Here is a simple example: a loss that penalizes low-confidence predictions by squaring the target-token logprobs.
def logprob_squared_loss(data, logprobs_list):
"""Sum of squared target-token logprobs. Penalizes low-confidence predictions."""
total_loss = torch.tensor(0.0)
for logprobs in logprobs_list:
# logprobs close to 0 = high confidence (small penalty)
# logprobs << 0 = low confidence (large penalty)
total_loss = total_loss + (logprobs**2).sum()
return total_loss, {"logprob_sq": total_loss.item()}
custom_future = await training_client.forward_backward_custom_async(
[sft_datum], logprob_squared_loss
)
custom_result = await custom_future.result_async()
print(f"Custom loss metrics: {custom_result.metrics}")
A more practical custom loss: DPO-style pairwise preference loss. forward_backward_custom can operate on multiple datums at once, making it natural for losses that compare pairs of sequences.
def dpo_loss(data, logprobs_list):
# data[0] = preferred, data[1] = rejected
preferred_lp = logprobs_list[0].sum()
rejected_lp = logprobs_list[1].sum()
beta = 0.1
loss = -torch.nn.functional.logsigmoid(beta * (preferred_lp - rejected_lp))

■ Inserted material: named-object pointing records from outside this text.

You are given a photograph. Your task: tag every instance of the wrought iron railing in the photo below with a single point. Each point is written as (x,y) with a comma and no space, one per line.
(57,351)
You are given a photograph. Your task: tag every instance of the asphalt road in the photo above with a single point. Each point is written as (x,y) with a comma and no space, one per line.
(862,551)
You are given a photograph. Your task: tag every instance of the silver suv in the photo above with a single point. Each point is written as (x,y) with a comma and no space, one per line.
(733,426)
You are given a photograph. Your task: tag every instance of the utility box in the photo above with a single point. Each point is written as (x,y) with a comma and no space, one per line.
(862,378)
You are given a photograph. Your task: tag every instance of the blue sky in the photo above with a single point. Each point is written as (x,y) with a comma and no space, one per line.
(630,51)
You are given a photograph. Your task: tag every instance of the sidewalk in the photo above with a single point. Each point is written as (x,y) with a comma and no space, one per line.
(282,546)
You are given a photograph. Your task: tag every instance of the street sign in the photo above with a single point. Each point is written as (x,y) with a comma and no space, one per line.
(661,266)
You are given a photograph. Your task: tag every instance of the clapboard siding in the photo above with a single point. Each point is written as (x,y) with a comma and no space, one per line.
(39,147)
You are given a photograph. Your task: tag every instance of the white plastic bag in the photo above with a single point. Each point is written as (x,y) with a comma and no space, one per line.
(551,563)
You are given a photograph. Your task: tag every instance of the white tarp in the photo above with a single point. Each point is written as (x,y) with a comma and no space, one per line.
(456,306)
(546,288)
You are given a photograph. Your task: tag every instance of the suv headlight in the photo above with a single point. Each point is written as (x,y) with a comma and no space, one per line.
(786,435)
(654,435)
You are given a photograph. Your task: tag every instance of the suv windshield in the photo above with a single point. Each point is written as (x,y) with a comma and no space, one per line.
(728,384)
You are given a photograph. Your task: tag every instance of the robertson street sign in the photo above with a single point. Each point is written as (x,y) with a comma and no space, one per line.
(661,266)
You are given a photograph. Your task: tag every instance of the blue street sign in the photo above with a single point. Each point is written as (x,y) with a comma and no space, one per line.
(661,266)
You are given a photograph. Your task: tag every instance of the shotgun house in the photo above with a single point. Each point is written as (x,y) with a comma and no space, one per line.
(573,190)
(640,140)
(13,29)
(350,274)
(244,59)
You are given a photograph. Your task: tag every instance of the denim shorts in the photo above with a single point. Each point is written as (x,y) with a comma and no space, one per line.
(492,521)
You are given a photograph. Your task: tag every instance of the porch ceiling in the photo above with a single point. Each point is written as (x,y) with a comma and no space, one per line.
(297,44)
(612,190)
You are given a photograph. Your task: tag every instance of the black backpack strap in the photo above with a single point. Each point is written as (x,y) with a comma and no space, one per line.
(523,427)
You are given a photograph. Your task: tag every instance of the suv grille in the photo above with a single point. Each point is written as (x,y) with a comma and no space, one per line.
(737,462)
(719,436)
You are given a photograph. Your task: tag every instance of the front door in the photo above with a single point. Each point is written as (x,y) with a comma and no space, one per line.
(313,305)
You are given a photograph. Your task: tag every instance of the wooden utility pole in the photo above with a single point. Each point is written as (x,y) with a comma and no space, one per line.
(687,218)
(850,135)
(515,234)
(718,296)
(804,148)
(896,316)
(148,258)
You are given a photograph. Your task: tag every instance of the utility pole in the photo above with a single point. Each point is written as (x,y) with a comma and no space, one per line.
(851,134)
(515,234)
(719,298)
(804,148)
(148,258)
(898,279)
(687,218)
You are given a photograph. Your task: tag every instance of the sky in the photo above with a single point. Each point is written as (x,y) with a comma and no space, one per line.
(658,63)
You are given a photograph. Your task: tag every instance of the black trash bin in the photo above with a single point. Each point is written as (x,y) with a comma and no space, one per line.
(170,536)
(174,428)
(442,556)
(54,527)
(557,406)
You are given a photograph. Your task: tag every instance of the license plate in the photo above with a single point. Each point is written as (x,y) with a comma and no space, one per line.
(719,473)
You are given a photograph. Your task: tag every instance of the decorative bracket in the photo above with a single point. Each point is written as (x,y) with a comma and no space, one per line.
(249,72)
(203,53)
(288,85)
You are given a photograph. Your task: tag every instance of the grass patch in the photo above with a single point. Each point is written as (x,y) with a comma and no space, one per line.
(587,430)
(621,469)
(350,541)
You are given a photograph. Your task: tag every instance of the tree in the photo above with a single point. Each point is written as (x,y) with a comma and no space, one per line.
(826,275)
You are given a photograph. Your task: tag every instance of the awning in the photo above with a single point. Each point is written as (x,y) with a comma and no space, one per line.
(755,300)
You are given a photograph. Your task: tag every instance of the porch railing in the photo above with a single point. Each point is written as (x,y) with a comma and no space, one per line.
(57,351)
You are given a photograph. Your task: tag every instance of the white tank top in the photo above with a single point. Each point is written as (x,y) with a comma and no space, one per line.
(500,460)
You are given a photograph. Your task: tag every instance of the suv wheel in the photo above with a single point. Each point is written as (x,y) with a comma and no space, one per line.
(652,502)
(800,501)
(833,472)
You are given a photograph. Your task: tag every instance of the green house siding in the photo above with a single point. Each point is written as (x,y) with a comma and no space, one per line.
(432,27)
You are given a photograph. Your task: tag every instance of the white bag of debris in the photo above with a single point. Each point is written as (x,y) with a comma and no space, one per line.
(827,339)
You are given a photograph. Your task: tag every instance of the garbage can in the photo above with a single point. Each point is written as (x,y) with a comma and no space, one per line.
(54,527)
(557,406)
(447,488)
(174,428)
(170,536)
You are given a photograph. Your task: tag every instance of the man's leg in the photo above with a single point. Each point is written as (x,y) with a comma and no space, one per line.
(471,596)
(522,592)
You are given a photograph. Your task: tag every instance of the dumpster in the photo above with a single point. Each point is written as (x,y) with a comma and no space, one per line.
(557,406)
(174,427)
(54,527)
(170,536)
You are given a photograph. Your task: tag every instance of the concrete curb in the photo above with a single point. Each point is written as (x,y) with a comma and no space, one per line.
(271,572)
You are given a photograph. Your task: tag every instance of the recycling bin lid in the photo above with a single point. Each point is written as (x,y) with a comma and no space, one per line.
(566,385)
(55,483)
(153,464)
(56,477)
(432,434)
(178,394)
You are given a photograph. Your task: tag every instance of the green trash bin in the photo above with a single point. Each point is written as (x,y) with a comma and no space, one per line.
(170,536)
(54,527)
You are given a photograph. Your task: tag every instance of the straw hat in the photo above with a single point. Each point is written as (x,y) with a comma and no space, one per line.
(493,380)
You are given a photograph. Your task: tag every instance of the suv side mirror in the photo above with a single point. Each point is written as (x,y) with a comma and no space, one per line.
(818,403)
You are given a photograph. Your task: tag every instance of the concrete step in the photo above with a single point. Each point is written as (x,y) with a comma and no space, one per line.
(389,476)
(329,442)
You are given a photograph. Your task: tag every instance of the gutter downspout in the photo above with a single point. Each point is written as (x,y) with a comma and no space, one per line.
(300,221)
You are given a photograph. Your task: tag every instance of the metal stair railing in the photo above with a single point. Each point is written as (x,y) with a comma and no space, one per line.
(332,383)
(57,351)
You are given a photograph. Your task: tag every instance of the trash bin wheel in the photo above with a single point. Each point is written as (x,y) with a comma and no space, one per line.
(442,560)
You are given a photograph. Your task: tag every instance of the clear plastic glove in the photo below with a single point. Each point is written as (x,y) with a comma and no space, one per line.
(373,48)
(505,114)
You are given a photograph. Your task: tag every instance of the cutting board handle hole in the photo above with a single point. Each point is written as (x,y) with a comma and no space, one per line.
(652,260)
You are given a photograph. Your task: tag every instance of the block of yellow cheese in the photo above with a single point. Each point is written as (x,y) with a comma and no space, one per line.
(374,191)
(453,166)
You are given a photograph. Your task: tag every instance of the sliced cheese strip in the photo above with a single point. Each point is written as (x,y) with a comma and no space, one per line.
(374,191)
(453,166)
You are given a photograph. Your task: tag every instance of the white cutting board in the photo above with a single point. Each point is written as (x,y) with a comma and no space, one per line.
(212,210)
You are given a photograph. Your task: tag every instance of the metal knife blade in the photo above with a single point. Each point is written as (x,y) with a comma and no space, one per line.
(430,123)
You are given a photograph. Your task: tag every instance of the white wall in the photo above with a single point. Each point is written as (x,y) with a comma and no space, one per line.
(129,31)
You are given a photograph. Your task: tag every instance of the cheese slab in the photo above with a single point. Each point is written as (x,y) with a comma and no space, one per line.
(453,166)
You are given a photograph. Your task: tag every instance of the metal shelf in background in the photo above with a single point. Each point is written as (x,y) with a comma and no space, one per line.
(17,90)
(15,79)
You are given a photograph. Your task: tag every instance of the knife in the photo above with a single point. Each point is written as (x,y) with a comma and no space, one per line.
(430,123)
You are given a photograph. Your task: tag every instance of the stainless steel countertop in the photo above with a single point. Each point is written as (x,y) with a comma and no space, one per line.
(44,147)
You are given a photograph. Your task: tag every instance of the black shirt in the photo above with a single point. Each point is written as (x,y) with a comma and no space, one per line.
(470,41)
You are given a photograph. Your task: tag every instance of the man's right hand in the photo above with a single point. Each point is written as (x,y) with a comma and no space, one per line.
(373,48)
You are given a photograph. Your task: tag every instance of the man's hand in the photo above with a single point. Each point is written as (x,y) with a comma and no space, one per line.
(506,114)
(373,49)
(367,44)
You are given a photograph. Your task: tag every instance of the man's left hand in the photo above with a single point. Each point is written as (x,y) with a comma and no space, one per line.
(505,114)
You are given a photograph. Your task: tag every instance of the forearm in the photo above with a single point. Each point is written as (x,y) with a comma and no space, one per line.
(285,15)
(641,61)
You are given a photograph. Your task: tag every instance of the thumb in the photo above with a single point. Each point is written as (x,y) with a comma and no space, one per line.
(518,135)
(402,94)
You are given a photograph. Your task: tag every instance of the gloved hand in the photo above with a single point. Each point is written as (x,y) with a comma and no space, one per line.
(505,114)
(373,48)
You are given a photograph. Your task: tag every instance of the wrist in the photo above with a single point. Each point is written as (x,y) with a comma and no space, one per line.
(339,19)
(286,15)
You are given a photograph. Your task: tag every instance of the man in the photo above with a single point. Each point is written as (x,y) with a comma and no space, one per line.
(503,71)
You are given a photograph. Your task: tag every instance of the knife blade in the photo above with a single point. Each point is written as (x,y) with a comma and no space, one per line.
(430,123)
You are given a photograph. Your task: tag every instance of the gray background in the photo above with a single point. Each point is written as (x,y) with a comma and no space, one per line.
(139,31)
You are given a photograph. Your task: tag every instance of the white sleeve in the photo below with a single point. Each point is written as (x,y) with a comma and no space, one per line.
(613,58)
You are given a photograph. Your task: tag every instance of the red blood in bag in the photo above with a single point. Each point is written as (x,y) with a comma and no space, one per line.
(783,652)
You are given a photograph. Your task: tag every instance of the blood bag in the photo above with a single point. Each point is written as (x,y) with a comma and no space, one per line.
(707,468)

return loss, {"dpo_loss": loss.item()}
When to use each loss
| Loss | Use case | Key property |
|---|---|---|
cross_entropy |
Supervised fine-tuning (SFT), distillation | Standard NLL; trains on known-good outputs |
importance_sampling |
RL with on-policy or near-on-policy data | Corrects for sampler/learner mismatch; unbounded ratio |
ppo |
RL with multiple gradient steps per rollout | Clips the IS ratio to prevent large updates |
cispo |
RL; alternative to PPO | Clips the ratio but applies it as a weight on log-prob; sometimes more stable |
forward_backward_custom |
DPO, custom regularizers, research losses | Full flexibility; 1.5x FLOPs due to extra forward pass |
Rule of thumb: Start with cross_entropy for SFT and importance_sampling for RL. Switch to ppo or cispo if you see training instability from large policy updates. Use forward_backward_custom for anything that does not fit the built-in losses.